Membangun Semangat Kepedulian Sosial

Kisah ini juga menunjukkan bahwa kepedulian sosial tidak harus dilakukan melalui institusi besar. Satu tindakan tulus dari satu orang bisa mengubah hidup orang lain. Dalam hal ini, Gus Miftah memanfaatkan pengaruhnya untuk menyuarakan keadilan sosial, bukan sekadar berkhotbah.

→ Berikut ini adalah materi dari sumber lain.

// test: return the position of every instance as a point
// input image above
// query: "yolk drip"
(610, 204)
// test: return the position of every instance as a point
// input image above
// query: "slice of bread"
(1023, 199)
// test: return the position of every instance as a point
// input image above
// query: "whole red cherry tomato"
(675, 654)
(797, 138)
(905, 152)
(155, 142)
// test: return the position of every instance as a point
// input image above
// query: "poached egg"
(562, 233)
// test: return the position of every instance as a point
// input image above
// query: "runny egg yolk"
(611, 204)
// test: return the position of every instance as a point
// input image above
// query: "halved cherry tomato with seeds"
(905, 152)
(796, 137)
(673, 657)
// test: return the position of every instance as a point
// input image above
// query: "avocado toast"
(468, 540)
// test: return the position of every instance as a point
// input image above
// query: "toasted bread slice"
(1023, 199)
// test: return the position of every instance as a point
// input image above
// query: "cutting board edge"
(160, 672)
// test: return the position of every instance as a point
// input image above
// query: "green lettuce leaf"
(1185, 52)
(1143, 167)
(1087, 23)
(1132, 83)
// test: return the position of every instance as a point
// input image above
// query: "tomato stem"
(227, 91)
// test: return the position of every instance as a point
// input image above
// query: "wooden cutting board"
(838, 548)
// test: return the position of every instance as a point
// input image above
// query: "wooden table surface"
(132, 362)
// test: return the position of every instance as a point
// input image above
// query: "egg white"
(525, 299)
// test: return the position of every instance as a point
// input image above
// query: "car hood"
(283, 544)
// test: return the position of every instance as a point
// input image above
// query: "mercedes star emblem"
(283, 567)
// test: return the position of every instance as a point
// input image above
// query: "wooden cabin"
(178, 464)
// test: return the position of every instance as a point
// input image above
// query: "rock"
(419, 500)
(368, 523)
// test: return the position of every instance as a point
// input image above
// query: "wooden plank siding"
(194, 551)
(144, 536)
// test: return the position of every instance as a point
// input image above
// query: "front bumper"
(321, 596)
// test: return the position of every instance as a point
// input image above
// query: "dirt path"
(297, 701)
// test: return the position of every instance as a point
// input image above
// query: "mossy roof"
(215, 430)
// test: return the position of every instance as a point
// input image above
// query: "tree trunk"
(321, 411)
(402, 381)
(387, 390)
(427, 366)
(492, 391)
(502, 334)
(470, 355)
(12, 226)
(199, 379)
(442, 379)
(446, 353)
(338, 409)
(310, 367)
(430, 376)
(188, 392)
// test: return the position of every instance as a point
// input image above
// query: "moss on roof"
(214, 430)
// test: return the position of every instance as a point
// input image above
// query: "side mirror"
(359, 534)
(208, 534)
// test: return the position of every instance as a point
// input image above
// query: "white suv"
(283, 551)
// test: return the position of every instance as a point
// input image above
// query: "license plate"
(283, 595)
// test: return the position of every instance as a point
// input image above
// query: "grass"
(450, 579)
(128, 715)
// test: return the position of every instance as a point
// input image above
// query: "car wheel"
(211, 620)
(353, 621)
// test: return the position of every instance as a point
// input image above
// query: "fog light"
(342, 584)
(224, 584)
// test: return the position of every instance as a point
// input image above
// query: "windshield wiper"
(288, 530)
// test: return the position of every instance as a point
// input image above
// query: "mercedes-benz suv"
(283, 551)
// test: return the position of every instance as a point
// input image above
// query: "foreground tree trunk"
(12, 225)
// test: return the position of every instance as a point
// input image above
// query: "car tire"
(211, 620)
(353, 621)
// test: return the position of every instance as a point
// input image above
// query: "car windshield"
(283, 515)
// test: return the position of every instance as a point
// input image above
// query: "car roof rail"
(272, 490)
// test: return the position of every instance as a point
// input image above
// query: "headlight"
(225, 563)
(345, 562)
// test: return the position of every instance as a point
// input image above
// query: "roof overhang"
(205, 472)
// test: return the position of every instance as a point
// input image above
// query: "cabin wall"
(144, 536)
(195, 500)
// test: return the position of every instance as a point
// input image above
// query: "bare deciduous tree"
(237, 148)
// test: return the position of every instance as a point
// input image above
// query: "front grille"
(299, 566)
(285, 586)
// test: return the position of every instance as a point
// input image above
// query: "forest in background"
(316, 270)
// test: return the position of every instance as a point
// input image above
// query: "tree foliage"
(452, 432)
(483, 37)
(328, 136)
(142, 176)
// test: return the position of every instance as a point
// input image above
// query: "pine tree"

Bantuan yang ia berikan bukan hanya untuk Zuhdi, tapi juga sebagai simbol bahwa setiap pengabdian layak mendapatkan dukungan. Lebih jauh, ini juga menjadi inspirasi bagi masyarakat luas untuk melihat lebih dalam kondisi para guru lokal yang selama ini luput dari sorotan.

Penutup: Sebuah Tindakan yang Menginspirasi

Apa yang dilakukan Gus Miftah terhadap Zuhdi bukan hanya soal mengganti uang denda atau memberi hadiah. Ini tentang nilai kemanusiaan, empati, dan pengakuan terhadap perjuangan guru yang telah terlalu lama diabaikan.

Zuhdi sendiri tidak pernah meminta. Ia tidak mengeluh, bahkan tetap menjalankan aktivitas mengajarnya seperti biasa. Namun justru karena keikhlasan itulah, bantuan itu datang.

Pertanyaan pentingnya adalah: berapa banyak guru seperti Zuhdi di pelosok negeri ini yang sedang berjuang dalam diam? Dan siapa yang akan datang memberi mereka apresiasi sebelum semuanya terlambat?

Semoga kisah ini menjadi pengingat bahwa guru bukan hanya pencetak generasi, tapi juga penjaga moral bangsa. Dan tindakan kecil yang dilakukan dengan ketulusan, bisa mengubah hidup seseorang selamanya.